Cancel Culture – auch in der Inszenierung
Das Problem dabei: „Tar“ schafft es einfach nicht, diese Hochspannung in einen Showdown münden zu lassen, sondern bleibt seinem Filmkunst-Stil treu. Was schlussendlich leider zu einem Publikum führt, das mit weniger glücklichen Gefühlen den Kinosaal verlässt. „Merkwürdiger Film“ hört man da nicht selten aus den Zuschauerreihen, sobald sich der dann echte Abspann über die Leinwand zieht. Viel zu abrupt und offen kommt da das irgendwie unbefriedigende Ende, bei dem es keine Lösung und keinen richtigen Abschluss der Geschichte gibt.
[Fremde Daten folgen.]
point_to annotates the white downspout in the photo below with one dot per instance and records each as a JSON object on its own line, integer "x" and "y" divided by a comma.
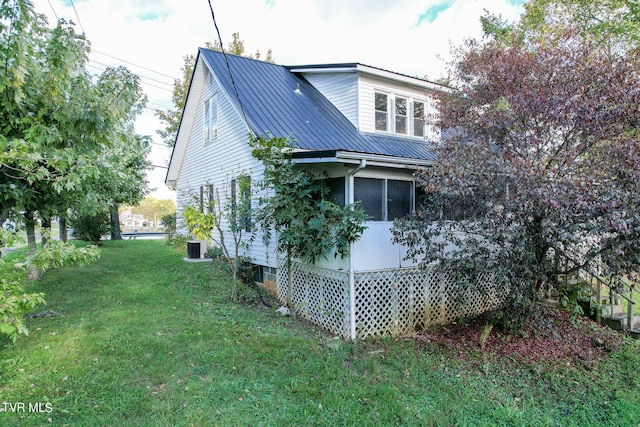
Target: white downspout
{"x": 352, "y": 284}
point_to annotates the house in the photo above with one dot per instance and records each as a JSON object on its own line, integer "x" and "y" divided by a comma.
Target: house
{"x": 364, "y": 128}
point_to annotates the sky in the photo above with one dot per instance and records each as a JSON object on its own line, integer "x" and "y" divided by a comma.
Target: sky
{"x": 151, "y": 37}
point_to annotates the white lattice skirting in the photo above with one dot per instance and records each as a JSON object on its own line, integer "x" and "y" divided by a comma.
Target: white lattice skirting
{"x": 387, "y": 302}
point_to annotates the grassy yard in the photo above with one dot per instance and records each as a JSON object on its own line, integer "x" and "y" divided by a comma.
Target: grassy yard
{"x": 145, "y": 339}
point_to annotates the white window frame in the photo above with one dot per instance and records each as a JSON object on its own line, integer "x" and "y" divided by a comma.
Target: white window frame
{"x": 210, "y": 123}
{"x": 406, "y": 115}
{"x": 424, "y": 118}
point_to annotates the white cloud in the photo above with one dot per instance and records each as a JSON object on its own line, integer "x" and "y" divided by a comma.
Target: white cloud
{"x": 157, "y": 34}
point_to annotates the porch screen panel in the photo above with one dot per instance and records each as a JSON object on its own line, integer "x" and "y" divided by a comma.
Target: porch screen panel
{"x": 336, "y": 190}
{"x": 370, "y": 192}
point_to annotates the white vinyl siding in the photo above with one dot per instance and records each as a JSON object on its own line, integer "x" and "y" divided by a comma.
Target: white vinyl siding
{"x": 400, "y": 115}
{"x": 211, "y": 118}
{"x": 340, "y": 89}
{"x": 382, "y": 112}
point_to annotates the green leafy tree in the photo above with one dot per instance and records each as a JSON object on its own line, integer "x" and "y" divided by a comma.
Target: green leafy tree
{"x": 152, "y": 208}
{"x": 171, "y": 117}
{"x": 298, "y": 208}
{"x": 614, "y": 25}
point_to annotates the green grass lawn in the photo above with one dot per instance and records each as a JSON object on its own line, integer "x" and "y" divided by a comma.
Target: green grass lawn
{"x": 146, "y": 339}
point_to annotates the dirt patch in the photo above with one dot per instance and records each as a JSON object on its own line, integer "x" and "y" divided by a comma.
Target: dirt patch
{"x": 550, "y": 337}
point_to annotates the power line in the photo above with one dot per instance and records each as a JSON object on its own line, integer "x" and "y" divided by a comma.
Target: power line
{"x": 54, "y": 11}
{"x": 226, "y": 59}
{"x": 135, "y": 65}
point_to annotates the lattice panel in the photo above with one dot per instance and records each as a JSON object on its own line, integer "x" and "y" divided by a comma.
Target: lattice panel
{"x": 394, "y": 302}
{"x": 320, "y": 295}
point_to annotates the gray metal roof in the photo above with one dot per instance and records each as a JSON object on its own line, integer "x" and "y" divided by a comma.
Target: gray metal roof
{"x": 277, "y": 101}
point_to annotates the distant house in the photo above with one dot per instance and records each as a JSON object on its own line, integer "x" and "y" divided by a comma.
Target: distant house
{"x": 365, "y": 129}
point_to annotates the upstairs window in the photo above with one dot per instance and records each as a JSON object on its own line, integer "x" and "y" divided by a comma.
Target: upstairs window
{"x": 211, "y": 119}
{"x": 418, "y": 119}
{"x": 401, "y": 115}
{"x": 241, "y": 203}
{"x": 382, "y": 112}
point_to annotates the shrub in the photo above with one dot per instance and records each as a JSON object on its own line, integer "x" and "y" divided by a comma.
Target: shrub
{"x": 90, "y": 226}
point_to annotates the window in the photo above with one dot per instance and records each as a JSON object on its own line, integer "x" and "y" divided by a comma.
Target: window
{"x": 381, "y": 112}
{"x": 336, "y": 191}
{"x": 211, "y": 119}
{"x": 418, "y": 119}
{"x": 210, "y": 194}
{"x": 384, "y": 199}
{"x": 401, "y": 115}
{"x": 370, "y": 193}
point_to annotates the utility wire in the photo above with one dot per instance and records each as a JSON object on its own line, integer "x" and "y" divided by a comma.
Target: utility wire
{"x": 141, "y": 75}
{"x": 135, "y": 65}
{"x": 226, "y": 59}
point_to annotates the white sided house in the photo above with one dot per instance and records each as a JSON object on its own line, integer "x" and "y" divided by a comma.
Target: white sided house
{"x": 364, "y": 128}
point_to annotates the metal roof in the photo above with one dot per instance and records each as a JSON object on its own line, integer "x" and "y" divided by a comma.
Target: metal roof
{"x": 277, "y": 101}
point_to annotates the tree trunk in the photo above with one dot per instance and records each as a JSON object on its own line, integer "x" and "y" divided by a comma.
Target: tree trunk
{"x": 45, "y": 231}
{"x": 116, "y": 234}
{"x": 30, "y": 225}
{"x": 63, "y": 228}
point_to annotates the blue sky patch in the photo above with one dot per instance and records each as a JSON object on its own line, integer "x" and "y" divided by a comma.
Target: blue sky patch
{"x": 152, "y": 16}
{"x": 434, "y": 11}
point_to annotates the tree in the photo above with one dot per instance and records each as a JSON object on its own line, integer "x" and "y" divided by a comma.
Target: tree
{"x": 152, "y": 208}
{"x": 309, "y": 225}
{"x": 171, "y": 117}
{"x": 539, "y": 172}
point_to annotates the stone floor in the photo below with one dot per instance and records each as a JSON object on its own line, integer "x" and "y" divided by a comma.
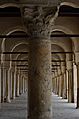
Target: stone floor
{"x": 17, "y": 109}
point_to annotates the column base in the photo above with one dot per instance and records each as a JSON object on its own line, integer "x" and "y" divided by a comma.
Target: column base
{"x": 8, "y": 100}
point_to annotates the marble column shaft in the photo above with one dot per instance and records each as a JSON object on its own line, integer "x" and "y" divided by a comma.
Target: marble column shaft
{"x": 78, "y": 86}
{"x": 70, "y": 86}
{"x": 40, "y": 80}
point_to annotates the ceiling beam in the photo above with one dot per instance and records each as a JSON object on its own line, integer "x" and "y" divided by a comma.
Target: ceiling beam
{"x": 14, "y": 52}
{"x": 61, "y": 52}
{"x": 58, "y": 60}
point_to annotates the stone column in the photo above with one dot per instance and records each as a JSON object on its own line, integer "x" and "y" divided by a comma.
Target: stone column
{"x": 40, "y": 81}
{"x": 11, "y": 84}
{"x": 0, "y": 84}
{"x": 8, "y": 85}
{"x": 78, "y": 85}
{"x": 59, "y": 81}
{"x": 3, "y": 84}
{"x": 14, "y": 85}
{"x": 65, "y": 86}
{"x": 17, "y": 89}
{"x": 23, "y": 84}
{"x": 70, "y": 82}
{"x": 60, "y": 78}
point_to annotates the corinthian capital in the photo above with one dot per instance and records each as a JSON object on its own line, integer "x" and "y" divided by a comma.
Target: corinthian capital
{"x": 37, "y": 20}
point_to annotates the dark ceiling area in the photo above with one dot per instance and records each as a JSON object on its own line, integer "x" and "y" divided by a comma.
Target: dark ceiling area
{"x": 10, "y": 12}
{"x": 68, "y": 11}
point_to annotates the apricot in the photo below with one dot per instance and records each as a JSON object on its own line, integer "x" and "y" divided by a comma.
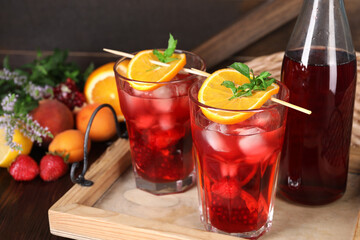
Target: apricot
{"x": 54, "y": 115}
{"x": 103, "y": 126}
{"x": 71, "y": 143}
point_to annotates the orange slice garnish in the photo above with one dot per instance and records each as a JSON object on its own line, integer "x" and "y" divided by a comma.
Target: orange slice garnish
{"x": 213, "y": 94}
{"x": 141, "y": 69}
{"x": 100, "y": 87}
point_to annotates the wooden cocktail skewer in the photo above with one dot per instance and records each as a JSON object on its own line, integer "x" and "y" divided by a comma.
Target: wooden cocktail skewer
{"x": 205, "y": 74}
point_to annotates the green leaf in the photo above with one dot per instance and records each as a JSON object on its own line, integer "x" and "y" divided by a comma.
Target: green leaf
{"x": 257, "y": 83}
{"x": 171, "y": 47}
{"x": 241, "y": 68}
{"x": 166, "y": 56}
{"x": 231, "y": 85}
{"x": 6, "y": 63}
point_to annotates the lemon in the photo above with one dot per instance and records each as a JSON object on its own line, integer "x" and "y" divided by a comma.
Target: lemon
{"x": 213, "y": 94}
{"x": 7, "y": 155}
{"x": 100, "y": 87}
{"x": 141, "y": 69}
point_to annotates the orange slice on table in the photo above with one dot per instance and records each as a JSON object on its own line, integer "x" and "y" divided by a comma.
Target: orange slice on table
{"x": 140, "y": 68}
{"x": 100, "y": 87}
{"x": 213, "y": 94}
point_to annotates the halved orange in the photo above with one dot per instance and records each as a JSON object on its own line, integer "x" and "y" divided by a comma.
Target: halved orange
{"x": 100, "y": 87}
{"x": 213, "y": 94}
{"x": 141, "y": 69}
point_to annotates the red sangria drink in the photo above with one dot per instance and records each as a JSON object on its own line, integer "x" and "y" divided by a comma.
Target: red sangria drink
{"x": 315, "y": 158}
{"x": 237, "y": 165}
{"x": 158, "y": 124}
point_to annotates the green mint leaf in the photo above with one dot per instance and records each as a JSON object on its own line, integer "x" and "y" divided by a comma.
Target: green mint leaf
{"x": 159, "y": 55}
{"x": 6, "y": 63}
{"x": 241, "y": 68}
{"x": 264, "y": 75}
{"x": 166, "y": 56}
{"x": 257, "y": 83}
{"x": 171, "y": 47}
{"x": 231, "y": 85}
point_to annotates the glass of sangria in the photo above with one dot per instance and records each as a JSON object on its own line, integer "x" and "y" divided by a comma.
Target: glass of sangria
{"x": 237, "y": 165}
{"x": 158, "y": 124}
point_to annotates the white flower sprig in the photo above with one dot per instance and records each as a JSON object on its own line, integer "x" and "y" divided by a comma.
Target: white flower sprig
{"x": 10, "y": 120}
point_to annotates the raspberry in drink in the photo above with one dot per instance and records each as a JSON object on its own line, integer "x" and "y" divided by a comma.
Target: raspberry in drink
{"x": 237, "y": 167}
{"x": 158, "y": 125}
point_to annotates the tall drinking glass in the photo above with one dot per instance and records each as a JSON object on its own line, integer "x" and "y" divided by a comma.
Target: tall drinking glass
{"x": 158, "y": 124}
{"x": 237, "y": 166}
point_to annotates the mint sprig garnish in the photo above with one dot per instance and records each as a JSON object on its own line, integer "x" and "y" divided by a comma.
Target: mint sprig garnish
{"x": 166, "y": 56}
{"x": 257, "y": 83}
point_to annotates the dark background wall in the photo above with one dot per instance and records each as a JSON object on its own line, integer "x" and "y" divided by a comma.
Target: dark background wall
{"x": 86, "y": 26}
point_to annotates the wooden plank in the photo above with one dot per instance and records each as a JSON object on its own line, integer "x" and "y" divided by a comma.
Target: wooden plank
{"x": 76, "y": 221}
{"x": 357, "y": 229}
{"x": 74, "y": 217}
{"x": 247, "y": 30}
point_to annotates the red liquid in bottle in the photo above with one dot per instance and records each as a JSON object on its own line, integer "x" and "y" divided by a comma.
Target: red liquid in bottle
{"x": 314, "y": 162}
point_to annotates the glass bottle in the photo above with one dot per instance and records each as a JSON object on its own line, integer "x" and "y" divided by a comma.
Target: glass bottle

Künstlerisch ergibt das Sinn, bleibt immerhin auch die Realität der Cancel Culture oft einer abschließenden Klärung schuldig, nachdem sich der negative Ruf in den Köpfen des Publikums festgesetzt hat. Und genau das möchte „Tar“ mit diesem abrupten Ende ausdrücken. Aber unbefriedigend ist das dennoch. Die Emotionen scheinen erzählt, damit ist für Regisseur Todd Field dann auch der Film offenbar zu Ende. Der Film cancelt sich selbst. Und beim Publikum bleibt das Gefühl zurück, hier einen unfertigen, nicht richtig abgeschlossenen Film erlebt zu haben. Und das nach einem Start, der ohnehin mindestens eine Stunde benötigte, um in Fahrt zu kommen. Der Mainstream-Zuschauer wird sich damit schwer tun, der Liebhaber aber vielleicht ebenfalls. Mutig aber ist das allemal.
Fazit:
Der Oscar-Favorit „Tar“ entpuppt sich als insgesamt schwieriger Film: Nach einem äußerst langatmigen und zähen Start, entwickelt sich das Drama um Cancel Culture zu einem Akt der Hochspannung, der von Cate Blanchett oscarreif gespielt wird – ehe das Ende sich dann erneut als ähnlich unbefriedigend wie genial zugleich enthüllt, da sich der Film kurzerhand selbst cancelt. Das hinterlässt zwiegespaltene Reaktionen beim Publikum.